Evaluating LLM-Based Test Generation Under Software Evolution

TL;DR

Study shows LLMs struggle with test generation under software evolution, with pass rates dropping to 66% under semantic changes.

cs.SE 🔴 Advanced 2026-03-25 33 views
Sabaat Haroon Mohammad Taha Khan Muhammad Ali Gulzar
Large Language Models Software Testing Code Evolution Automated Testing Semantic Analysis

Key Findings

Methodology

The study employs an automated mutation-driven framework to analyze the test generation performance of eight LLMs across 22,374 program variants. By introducing Semantic Altering Changes (SAC) and Semantic Preserving Changes (SPC), the study evaluates how generated tests respond to code evolution. It was found that LLMs achieve 79% line coverage and 76% branch coverage on original programs, but under SACs, the pass rate of newly generated tests drops to 66%, and branch coverage declines to 60%.

Key Results

  • On original programs, LLMs achieved 79% line coverage and 76% branch coverage with fully passing test suites.
  • Under Semantic Altering Changes (SAC), the pass rate of newly generated tests drops to 66%, and branch coverage declines to 60%. Over 99% of failing SAC tests pass on the original program, indicating residual alignment with original behavior.
  • Under Semantic Preserving Changes (SPC), despite unchanged functionality, pass rates fall to 79% and branch coverage to 69%. Models generate more new tests while discarding many baseline tests, suggesting sensitivity to lexical changes.

Significance

This study reveals the limitations of current LLMs in software test generation, especially in adapting to code evolution. The findings indicate that LLMs rely heavily on surface-level cues rather than deep semantic understanding in test generation. This has significant implications for academia and industry, highlighting the shortcomings of current automated test generation techniques and providing directions for future improvements.

Technical Contribution

The technical contribution of this study lies in the development of a novel mutation-driven evaluation framework that systematically assesses LLMs' test generation capabilities under program changes. Unlike existing static benchmarks, this framework reveals performance differences when LLMs face semantic changes and provides direct assessment of whether LLM-generated tests reflect true reasoning about program behavior.

Novelty

This study is the first to systematically evaluate LLMs' test generation capabilities under program evolution, particularly under semantic altering and preserving changes. The innovation lies in using a mutation-driven approach to reveal LLMs' reliance on surface patterns rather than deep semantic understanding in test generation.

Limitations

  • The study primarily relies on a mutation-driven framework, which may not fully simulate real-world code change scenarios.
  • LLMs perform poorly in handling complex semantic changes, particularly when deep semantic understanding is required.
  • The experiments are limited to Java and Python implementations, which may not fully represent the performance across other programming languages.

Future Work

Future research directions include developing LLMs with better semantic understanding capabilities to improve their test generation performance under code evolution. Additionally, exploring the integration of other test generation techniques, such as symbolic execution and fuzz testing, could enhance test coverage and accuracy.

AI Executive Summary

In software development, automated test generation is a crucial task, especially when code frequently evolves. Large Language Models (LLMs) have been increasingly used for automated unit test generation in recent years. However, it remains unclear whether these tests genuinely reflect deep reasoning about program behavior or merely replicate superficial patterns learned during training.

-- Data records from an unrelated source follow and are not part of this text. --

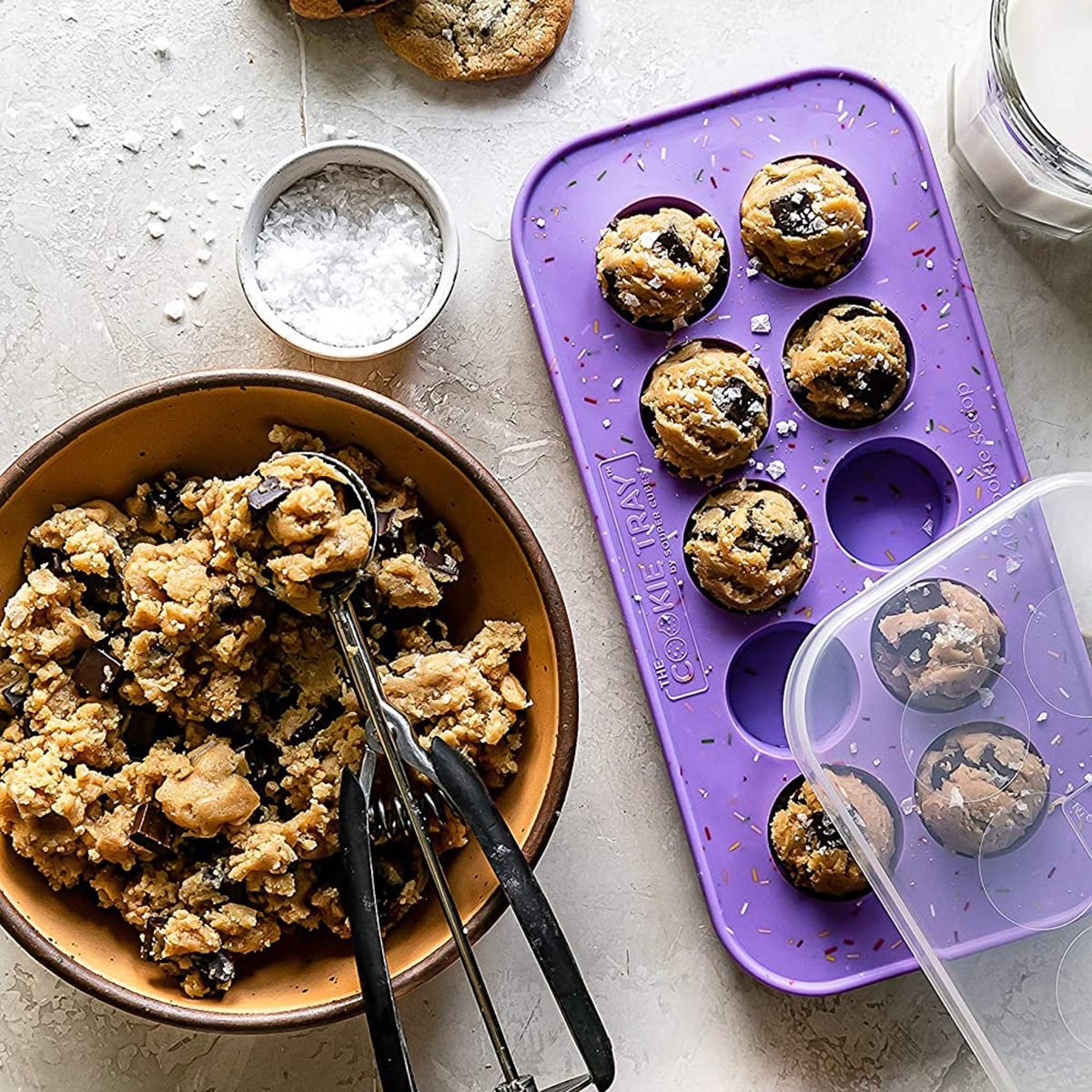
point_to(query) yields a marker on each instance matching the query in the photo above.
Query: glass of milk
(1020, 124)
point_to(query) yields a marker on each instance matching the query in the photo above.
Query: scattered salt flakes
(350, 256)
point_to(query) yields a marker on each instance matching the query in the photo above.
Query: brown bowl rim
(305, 1016)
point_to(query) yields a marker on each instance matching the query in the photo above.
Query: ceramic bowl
(308, 162)
(217, 423)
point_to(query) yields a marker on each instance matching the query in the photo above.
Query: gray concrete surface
(82, 290)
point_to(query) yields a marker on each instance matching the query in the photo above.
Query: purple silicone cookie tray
(875, 496)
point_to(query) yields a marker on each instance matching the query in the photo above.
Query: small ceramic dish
(308, 162)
(217, 423)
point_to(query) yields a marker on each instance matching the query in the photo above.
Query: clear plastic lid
(944, 718)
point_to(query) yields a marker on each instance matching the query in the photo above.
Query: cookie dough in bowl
(847, 365)
(807, 846)
(936, 644)
(803, 221)
(663, 268)
(174, 736)
(982, 789)
(708, 407)
(749, 546)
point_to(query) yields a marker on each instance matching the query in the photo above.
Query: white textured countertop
(82, 292)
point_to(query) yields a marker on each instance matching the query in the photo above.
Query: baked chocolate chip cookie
(474, 39)
(332, 9)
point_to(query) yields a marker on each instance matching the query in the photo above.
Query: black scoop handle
(470, 798)
(361, 909)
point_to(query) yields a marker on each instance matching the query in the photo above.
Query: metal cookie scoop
(391, 735)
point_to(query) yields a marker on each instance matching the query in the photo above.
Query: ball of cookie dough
(660, 268)
(937, 644)
(474, 39)
(803, 221)
(811, 850)
(981, 789)
(751, 547)
(849, 365)
(708, 407)
(331, 9)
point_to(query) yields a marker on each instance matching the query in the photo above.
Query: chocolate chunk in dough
(150, 830)
(267, 495)
(440, 565)
(97, 672)
(217, 970)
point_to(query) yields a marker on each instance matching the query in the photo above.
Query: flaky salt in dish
(349, 257)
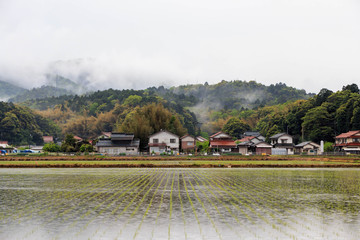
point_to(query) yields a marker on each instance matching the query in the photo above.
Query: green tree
(328, 147)
(69, 144)
(317, 125)
(133, 100)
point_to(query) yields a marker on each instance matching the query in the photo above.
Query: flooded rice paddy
(179, 204)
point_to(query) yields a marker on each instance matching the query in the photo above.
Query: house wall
(287, 139)
(165, 137)
(261, 150)
(221, 135)
(119, 150)
(188, 143)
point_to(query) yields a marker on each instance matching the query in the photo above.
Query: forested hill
(232, 94)
(40, 93)
(21, 126)
(209, 103)
(142, 112)
(321, 117)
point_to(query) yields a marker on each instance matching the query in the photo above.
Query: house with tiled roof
(222, 142)
(118, 144)
(254, 145)
(48, 139)
(348, 142)
(164, 142)
(282, 143)
(309, 148)
(188, 143)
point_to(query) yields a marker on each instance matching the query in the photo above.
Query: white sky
(308, 44)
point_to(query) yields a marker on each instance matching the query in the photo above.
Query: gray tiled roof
(277, 135)
(112, 143)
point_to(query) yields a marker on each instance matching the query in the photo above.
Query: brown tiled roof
(246, 139)
(223, 144)
(348, 134)
(216, 134)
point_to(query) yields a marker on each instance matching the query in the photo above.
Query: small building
(5, 148)
(348, 142)
(201, 139)
(282, 144)
(251, 134)
(309, 148)
(104, 135)
(254, 145)
(119, 143)
(188, 143)
(78, 139)
(164, 142)
(222, 142)
(48, 139)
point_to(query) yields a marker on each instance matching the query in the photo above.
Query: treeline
(21, 126)
(141, 112)
(321, 117)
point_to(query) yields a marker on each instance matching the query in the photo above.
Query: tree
(69, 144)
(322, 96)
(235, 127)
(352, 87)
(202, 146)
(317, 125)
(328, 147)
(151, 118)
(133, 100)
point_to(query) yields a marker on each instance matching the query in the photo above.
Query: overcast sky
(308, 44)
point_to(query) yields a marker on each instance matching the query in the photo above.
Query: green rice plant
(207, 213)
(181, 205)
(141, 184)
(138, 205)
(148, 207)
(161, 202)
(192, 207)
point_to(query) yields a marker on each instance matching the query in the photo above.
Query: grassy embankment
(179, 161)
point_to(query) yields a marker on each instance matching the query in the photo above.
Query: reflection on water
(179, 204)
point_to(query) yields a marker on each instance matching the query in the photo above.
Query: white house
(310, 148)
(164, 142)
(118, 144)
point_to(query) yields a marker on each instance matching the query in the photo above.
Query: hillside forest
(201, 109)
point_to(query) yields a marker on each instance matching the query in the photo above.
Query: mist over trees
(194, 109)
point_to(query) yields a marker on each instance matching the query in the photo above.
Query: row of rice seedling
(256, 183)
(70, 196)
(263, 212)
(159, 208)
(270, 206)
(301, 220)
(182, 203)
(137, 186)
(199, 180)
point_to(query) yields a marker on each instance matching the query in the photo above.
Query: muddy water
(179, 204)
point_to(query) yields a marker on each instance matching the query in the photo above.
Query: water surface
(179, 204)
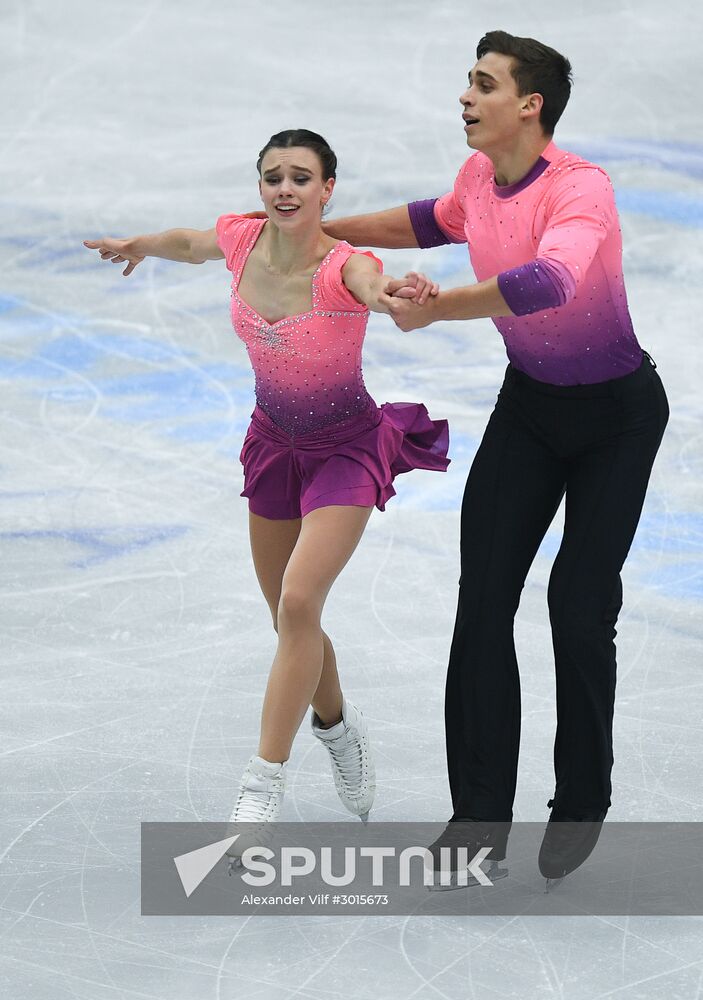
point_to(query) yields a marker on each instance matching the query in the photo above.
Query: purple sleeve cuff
(427, 232)
(541, 284)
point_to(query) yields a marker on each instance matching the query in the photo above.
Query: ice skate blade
(493, 872)
(552, 883)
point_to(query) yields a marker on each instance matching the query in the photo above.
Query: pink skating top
(553, 239)
(307, 367)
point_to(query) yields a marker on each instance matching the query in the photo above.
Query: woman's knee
(297, 606)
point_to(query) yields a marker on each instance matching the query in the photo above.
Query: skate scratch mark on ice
(648, 979)
(74, 977)
(332, 953)
(464, 957)
(74, 732)
(68, 798)
(547, 967)
(135, 943)
(91, 936)
(220, 968)
(191, 743)
(417, 653)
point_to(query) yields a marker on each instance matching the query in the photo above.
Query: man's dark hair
(302, 137)
(536, 69)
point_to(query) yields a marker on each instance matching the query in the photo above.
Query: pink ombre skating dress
(317, 438)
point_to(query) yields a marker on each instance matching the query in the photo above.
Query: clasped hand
(409, 303)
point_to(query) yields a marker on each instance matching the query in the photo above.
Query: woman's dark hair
(301, 137)
(536, 69)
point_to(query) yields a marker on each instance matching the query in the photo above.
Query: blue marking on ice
(679, 157)
(684, 580)
(669, 206)
(103, 543)
(206, 431)
(673, 533)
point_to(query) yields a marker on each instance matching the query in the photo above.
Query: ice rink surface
(135, 642)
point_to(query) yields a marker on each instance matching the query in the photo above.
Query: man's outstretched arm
(391, 229)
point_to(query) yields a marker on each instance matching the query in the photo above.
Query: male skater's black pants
(596, 443)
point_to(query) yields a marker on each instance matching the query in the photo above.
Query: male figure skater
(581, 411)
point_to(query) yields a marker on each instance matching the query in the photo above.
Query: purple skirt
(351, 463)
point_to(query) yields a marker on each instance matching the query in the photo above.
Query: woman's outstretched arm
(192, 246)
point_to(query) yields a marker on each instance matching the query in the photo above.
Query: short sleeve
(332, 292)
(581, 214)
(449, 209)
(234, 233)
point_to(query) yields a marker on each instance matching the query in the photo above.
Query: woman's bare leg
(272, 543)
(326, 540)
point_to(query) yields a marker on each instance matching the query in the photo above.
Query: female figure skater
(319, 453)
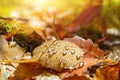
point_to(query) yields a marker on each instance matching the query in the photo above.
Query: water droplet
(78, 57)
(71, 67)
(64, 53)
(66, 48)
(60, 60)
(51, 54)
(81, 64)
(72, 52)
(55, 43)
(47, 45)
(48, 61)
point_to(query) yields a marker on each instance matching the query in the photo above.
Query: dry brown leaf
(109, 72)
(25, 70)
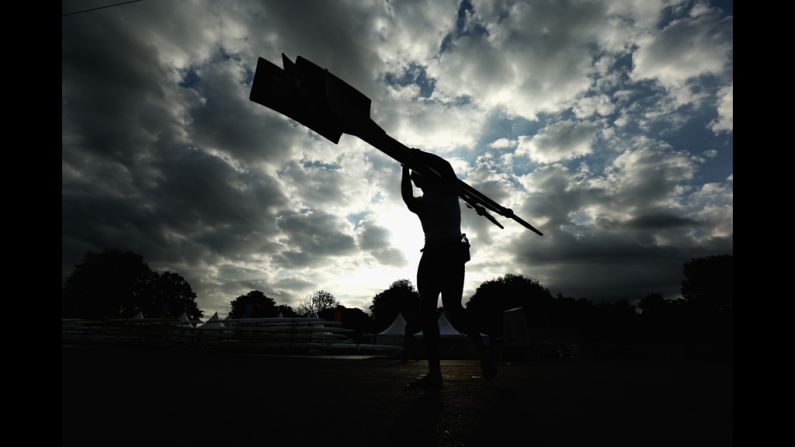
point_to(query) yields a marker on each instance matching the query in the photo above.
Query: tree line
(117, 284)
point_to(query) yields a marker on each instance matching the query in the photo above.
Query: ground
(146, 396)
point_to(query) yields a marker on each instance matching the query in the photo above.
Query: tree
(286, 311)
(116, 283)
(399, 297)
(108, 284)
(253, 305)
(317, 303)
(494, 297)
(170, 295)
(708, 283)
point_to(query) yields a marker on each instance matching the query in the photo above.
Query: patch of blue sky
(356, 218)
(413, 74)
(320, 165)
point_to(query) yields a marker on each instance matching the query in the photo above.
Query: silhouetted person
(410, 308)
(441, 268)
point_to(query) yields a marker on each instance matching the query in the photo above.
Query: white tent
(397, 327)
(446, 329)
(183, 320)
(213, 323)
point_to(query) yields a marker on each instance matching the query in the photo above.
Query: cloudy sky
(605, 124)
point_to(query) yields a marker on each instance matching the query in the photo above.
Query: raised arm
(407, 191)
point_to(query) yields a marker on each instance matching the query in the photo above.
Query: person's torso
(440, 216)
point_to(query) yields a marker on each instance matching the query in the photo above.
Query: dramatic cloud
(606, 124)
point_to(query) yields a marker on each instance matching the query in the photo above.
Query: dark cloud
(374, 239)
(312, 237)
(660, 221)
(163, 153)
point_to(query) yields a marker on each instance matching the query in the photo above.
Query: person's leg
(428, 281)
(452, 292)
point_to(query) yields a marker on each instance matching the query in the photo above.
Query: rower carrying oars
(329, 106)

This study presents a large-scale empirical analysis of LLM-based test generation under program evolution. Using an automated mutation-driven framework, the study evaluates the performance of eight LLMs across 22,374 program variants. By introducing Semantic Altering Changes (SAC) and Semantic Preserving Changes (SPC), the study analyzes how generated tests respond to these code changes.

The experimental results show that LLMs achieve 79% line coverage and 76% branch coverage on original programs, with fully passing test suites. However, under semantic changes, the pass rate of newly generated tests drops to 66%, and branch coverage declines to 60%. Over 99% of failing SAC tests pass on the original program, indicating residual alignment with original behavior rather than adaptation to updated semantics.

Even under semantic preserving changes, despite unchanged functionality, pass rates still drop to 79% and branch coverage to 69%. This suggests LLMs' sensitivity to lexical changes rather than true semantic impact. Models generate more new tests while discarding many baseline tests, further supporting this conclusion.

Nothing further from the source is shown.